Um aviso que vale para todos, mas em especial aos militantes do Partido dos Trabalhadores ainda não conformados com o jeito das coisas depois que o poder passou às suas mãos. Fazer discurso contra, pode. Manifestações de rua, idem. O que não pode, no PT, é passar da palavra a atos de verdade, principalmente alguns, como votar contra ou entrar na Justiça. Aí o rompimento se consolida e “quando a relação de confiança se quebra, não há mais volta”.

Esse é o entendimento já configurado como padrão do governo do presidente Luiz Inácio Lula da Silva e do comando maior do PT às vésperas de uma campanha nacional do Planalto, através da mídia, visando a esclarecer a população acerca do tipo de reforma (especialmente a previdenciária) que virá. Em contraposição a essa campanha, o partido de Leonel Brizola (PDT) e os radicais do PT, chefiados pela senadora Heloísa Helena, fecharam acordo para a realização de outra campanha nacional: a de mobilização, especialmente de aposentados e pensionistas, contra a proposta do governo, que inclui, entre outros itens incômodos, a contribuição dos inativos. Se não ganhar no discurso, o time do contra já avisa que poderá entrar na Justiça, onde questionará inclusive o uso do dinheiro do contribuinte.

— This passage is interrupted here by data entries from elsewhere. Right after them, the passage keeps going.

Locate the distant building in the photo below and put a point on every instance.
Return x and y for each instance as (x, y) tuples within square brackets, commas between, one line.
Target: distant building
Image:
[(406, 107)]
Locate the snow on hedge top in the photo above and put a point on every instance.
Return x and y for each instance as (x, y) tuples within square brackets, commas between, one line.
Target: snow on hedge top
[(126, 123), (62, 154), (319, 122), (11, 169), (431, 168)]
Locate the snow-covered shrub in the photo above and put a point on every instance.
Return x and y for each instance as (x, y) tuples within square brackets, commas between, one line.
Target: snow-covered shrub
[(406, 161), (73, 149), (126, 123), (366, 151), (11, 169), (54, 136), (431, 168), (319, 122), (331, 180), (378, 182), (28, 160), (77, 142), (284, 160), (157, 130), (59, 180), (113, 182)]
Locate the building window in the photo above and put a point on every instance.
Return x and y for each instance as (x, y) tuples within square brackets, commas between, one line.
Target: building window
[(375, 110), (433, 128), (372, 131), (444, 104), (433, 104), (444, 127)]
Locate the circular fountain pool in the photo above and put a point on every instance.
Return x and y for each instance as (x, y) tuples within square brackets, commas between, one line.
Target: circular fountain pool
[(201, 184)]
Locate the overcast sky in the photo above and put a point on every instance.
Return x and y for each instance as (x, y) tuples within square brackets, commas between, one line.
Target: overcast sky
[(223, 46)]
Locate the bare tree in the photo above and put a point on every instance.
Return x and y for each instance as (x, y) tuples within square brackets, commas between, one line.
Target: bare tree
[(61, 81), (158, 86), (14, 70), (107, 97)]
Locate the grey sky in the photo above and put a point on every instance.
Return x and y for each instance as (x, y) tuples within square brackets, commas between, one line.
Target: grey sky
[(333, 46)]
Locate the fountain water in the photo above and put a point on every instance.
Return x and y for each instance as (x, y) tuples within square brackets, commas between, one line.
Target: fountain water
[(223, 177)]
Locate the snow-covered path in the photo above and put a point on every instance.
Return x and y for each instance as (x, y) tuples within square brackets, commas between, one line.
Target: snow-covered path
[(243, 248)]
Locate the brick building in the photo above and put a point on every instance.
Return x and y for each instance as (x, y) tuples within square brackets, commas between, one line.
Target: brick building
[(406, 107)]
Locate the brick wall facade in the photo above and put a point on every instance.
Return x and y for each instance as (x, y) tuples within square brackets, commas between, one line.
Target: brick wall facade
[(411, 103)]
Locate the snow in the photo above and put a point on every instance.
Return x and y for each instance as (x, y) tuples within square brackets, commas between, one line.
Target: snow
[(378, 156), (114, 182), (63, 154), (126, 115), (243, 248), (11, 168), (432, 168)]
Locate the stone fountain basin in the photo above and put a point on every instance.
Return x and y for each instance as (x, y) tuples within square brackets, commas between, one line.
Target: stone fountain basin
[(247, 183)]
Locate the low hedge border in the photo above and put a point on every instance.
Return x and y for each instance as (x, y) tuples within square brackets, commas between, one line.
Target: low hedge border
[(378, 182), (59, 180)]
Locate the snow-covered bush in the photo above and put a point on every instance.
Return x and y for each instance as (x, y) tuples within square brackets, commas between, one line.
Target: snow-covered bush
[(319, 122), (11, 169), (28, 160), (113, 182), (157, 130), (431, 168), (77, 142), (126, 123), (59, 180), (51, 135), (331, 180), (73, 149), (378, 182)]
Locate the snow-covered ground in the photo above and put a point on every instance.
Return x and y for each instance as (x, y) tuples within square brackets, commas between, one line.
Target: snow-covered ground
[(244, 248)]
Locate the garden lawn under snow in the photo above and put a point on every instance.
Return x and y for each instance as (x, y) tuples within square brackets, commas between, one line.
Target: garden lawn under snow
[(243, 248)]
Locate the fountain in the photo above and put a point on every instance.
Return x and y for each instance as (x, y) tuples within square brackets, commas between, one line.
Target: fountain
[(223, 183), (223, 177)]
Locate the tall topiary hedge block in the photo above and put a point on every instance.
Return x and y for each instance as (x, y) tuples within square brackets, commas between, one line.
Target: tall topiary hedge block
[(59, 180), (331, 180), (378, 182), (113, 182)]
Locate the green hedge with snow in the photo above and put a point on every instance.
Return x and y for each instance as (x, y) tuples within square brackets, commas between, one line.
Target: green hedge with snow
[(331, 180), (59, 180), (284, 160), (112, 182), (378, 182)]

A senadora usa as armas da língua solta que tem de sobra: “Recurso público não pode ser utilizado para incentivar a população com uma visão unilateral”. A seu favor tem a posição já antecipada de ponderáveis setores do Judiciário que, em causa própria, também é contra a taxação e outras limitações aventadas. E não adianta o governo se esforçar mostrando que pelo menos quinze mil servidores (só do Poder Executivo) ganham salários acima do presidente da República. Muitos são marajás graças a recursos obtidos na Justiça e bradam pelos “direitos adquiridos”.

Gostaríamos de respeitar todos os direitos, diz o vice-presidente José de Alencar. Dos adquiridos a outros não-adjetivados (ele jura que essas são coisas que diz também ao pé do ouvido do amigo Lula). Mas é preciso dar tempo a que as pessoas entendam que existem alguns desses direitos contraídos que funcionam como uma ofensa à cidadania. Num país onde os milhões recebem salário mínimo, há vilões que percebem 30, 40, 50 e mais mil reais mensais, sangrando os cofres públicos de morte. Isso não pode prosperar.

Acostumado ao debate, o presidente do PT, José Genoíno, admite opiniões contrárias. A discussão – adverte ele – é livre e democrática. Entretanto, “o que não podemos aceitar é ser contestados na Justiça por um parlamentar do partido. Aí não tem acordo”. Nem aí para o puxão de orelha, senadora alagoana já decidiu: não votará a favor de proposta nenhuma que inclua a cobrança de contribuição dos servidores inativos. E nem em propostas de previdência complementar, uma idéia que “joga a poupança dos servidores na lama da especulação”.

Retiradas as questões de disciplina partidária invocadas por Genoíno, o recurso à Justiça anunciado por alguém do Legislativo é, de fato, algo estranho. Está-se buscando reformar a lei, exatamente para adequá-la a uma nova realidade. Tentar impedir a iniciativa de mudança com base em mandamentos dispostos na lei velha, contestada, é abdicar da condição de legislador, conquistada nas urnas. Helena e Brizola podem prestar duvidoso serviço sustentando posições num debate que interessa à nação. Mas ao buscar o apoio do Judiciário para uma causa que constitui, essencialmente, prerrogativa do Legislativo, é fugir da raia. Ou do limite razoável e democrático em que se situam os graduados descontentes.